La vigna prende forma
Con i terreni finalmente percorribili, in vigna si è lavorato senza sosta. Abbiamo trinciato tutti i sovesci, quelle colture azoto-fissatrici che seminiamo tra i filari in inverno per arricchire il suolo organicamente.
Ci stiamo preparando all’interramento. “Stiamo ultimando le operazioni di legatura e abbiamo iniziato anche a scavallare la vigna”, racconta Benedetta Zauli, responsabile agricoltura LaSelva. La scavallatura è un’operazione meccanica che serve a eliminare l’erba tra una vite e l’altra, liberando spazio alla pianta per concentrare le energie sulla crescita.
C’è però un lavoro in sospeso: l’intensità delle piogge dei mesi precedenti non ha permesso di completare la potatura secca nei tempi previsti solo sui frutti in vigna è andata bene la potatura con meno legno potato, la fioritura di peschi, susini, albicocchi e peri è risultata abbondante. “Avremo da fare un intenso diradamento e un’intensa potatura verde dei frutti”, spiega Benedetta. Il diradamento è quell’intervento, fatto a mano su pianta per pianta, che elimina i frutti in eccesso per concentrare la qualità su quelli che rimangono.
I carciofi sono al centro, gli asparagi alle porte
Negli impianti fissi il mese ha portato buone notizie. La raccolta dei carciofi coltivati nei nostri terreni maremmani procede a piena produzione: siamo nella fase di massima resa, quella che aspettiamo ogni anno. Per chi vuole ritrovare questo sapore in dispensa, i nostri Carciofini sott’olio d’oliva bio 280g e la Crema di carciofi bio 180g nascono proprio dai carciofi di questi campi.
Sul fronte asparagi il discorso è più articolato. “È iniziata la raccolta, abbiamo già raccolto due volte, però le ancora basse temperature durante la notte fanno sì che la crescita ne risenta molto”, ci spiega Benedetta. In questa fase riusciamo a raccogliere un paio di volte a settimana; quando le temperature notturne supereranno i 10 gradi, passeremo a una raccolta a giorni alterni, molto più intensa. Gli asparagi toscani che raccogliamo in queste settimane diventeranno la nostra Crema di asparagi bio 180g, prodotta con asparagi 100% toscani e olio extravergine d’oliva.

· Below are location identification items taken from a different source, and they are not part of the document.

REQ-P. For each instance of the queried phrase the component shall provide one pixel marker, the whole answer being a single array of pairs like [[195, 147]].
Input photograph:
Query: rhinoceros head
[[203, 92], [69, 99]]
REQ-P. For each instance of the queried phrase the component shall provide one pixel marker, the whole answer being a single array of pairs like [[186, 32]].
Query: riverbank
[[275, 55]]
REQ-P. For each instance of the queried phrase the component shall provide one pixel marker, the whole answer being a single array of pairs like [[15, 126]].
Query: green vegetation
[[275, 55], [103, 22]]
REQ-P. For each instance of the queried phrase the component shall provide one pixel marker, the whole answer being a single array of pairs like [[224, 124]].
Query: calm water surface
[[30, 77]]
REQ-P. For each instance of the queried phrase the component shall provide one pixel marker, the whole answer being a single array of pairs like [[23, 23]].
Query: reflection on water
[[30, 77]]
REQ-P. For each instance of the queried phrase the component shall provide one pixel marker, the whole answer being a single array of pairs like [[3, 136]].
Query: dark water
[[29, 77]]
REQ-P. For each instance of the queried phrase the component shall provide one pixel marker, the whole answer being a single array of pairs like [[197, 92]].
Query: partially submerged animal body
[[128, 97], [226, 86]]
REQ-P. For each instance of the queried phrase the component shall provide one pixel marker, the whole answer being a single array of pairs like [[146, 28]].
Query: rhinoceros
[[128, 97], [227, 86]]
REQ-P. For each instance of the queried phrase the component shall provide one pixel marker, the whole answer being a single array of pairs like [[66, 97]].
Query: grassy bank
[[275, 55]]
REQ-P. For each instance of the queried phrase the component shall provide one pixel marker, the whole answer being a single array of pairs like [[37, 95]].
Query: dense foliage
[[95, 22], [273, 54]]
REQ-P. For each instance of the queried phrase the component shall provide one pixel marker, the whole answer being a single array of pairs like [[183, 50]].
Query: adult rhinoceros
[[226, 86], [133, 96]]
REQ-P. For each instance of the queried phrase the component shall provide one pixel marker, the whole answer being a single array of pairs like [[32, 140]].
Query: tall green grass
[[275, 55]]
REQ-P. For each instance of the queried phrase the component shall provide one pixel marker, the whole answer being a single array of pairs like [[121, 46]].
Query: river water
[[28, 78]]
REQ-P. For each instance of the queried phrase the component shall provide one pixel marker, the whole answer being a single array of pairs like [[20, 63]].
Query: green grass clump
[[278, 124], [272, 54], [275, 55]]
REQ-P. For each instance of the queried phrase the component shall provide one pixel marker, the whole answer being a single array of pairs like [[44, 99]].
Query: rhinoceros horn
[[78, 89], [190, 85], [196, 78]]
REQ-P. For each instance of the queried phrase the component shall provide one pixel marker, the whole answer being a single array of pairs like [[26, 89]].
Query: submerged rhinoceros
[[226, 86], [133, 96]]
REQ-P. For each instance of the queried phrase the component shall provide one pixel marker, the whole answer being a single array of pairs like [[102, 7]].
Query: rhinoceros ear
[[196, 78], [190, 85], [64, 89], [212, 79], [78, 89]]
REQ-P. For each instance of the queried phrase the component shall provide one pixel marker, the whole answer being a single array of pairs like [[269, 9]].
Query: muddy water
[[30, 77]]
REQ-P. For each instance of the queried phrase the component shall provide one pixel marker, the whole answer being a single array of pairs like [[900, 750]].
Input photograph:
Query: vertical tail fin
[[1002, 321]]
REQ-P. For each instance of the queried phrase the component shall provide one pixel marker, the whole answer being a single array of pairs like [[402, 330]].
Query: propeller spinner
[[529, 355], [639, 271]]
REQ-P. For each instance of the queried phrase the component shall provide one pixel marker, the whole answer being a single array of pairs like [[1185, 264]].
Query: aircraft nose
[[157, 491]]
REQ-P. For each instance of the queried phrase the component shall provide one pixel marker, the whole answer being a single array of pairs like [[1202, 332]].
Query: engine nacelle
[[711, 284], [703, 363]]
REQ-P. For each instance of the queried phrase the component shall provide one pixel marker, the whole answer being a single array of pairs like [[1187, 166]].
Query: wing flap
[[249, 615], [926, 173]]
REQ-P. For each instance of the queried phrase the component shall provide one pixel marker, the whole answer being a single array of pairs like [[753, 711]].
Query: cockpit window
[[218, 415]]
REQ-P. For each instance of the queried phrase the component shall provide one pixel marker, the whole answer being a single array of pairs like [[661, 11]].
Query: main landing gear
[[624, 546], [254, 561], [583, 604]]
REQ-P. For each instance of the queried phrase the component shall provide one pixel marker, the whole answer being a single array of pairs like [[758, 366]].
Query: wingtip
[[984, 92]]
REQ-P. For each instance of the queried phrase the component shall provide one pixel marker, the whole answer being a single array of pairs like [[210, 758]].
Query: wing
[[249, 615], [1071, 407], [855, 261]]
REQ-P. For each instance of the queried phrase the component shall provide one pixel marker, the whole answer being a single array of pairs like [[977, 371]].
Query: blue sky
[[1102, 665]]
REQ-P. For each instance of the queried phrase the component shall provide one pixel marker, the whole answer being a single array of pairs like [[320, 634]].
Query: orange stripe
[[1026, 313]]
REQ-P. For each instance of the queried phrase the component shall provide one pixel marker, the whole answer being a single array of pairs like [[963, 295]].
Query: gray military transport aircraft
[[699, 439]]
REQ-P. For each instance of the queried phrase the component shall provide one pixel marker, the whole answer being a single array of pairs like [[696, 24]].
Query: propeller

I tunnellini e la sfida delle temperature notturne
Marzo è anche il mese in cui prepariamo il terreno per gli ortaggi precoci destinati al punto vendita: zucchine, melanzane, peperoni, meloni, sedano. Colture che cresceranno sotto i tunnellini, piccole strutture di copertura che creano un microclima più caldo rispetto all’esterno, anticipando la stagione di qualche settimana.
Il terreno è pronto, le piantine sono già alla Selva. La decisione di trapiantare dipende però da un fattore che non si controlla: le temperature notturne. Finché restano troppo basse, si aspetta. Mettere a dimora una piantina in condizioni sbagliate significa perderla. In agricoltura biologica non ci sono correttivi chimici con cui rimediare.

Le cipolle e la filiera interna
Tra i lavori di marzo c’è anche la preparazione dei terreni per le cipolle, prima coltura a pieno campo tra gli ortaggi che andremo a trapiantare. “Non è una coltivazione pensata per il consumo diretto: queste cipolle entrano nella produzione della nostra Salsa Pomarola bio 280g, una ricetta a base di pomodori toscani, verdure e basilico, lavorata qui alla Selva. “Vengono sbucciate qui alla Selva, congelate e mandate a Dispensa di Campagna”, spiega Benedetta. È un dettaglio che racconta bene come funziona la nostra filiera: semina, lavorazione e trasformazione avvengono tutte all’interno.

La terra si prepara più avanti di quanto sembri
Accanto ai lavori visibili, marzo ha richiesto anche un lavoro di pulizia meno appariscente: la lavorazione dei terreni non seminati a grano o orzo in autunno. Su questi appezzamenti stiamo intervenendo per contenere le erbe infestanti.
Allo stesso modo, sui campi destinati agli ortaggi, abbiamo trinciato i sovesci e avviato la preparazione.
“I trapianti sono alle porte, quindi ci anticipiamo un pochino”, conferma Benedetta.
Il biologico funziona così: ogni operazione di marzo è già un investimento su aprile, su luglio, sull’autunno prossimo.
Dal campo alla vostra tavola, con autenticità e pazienza.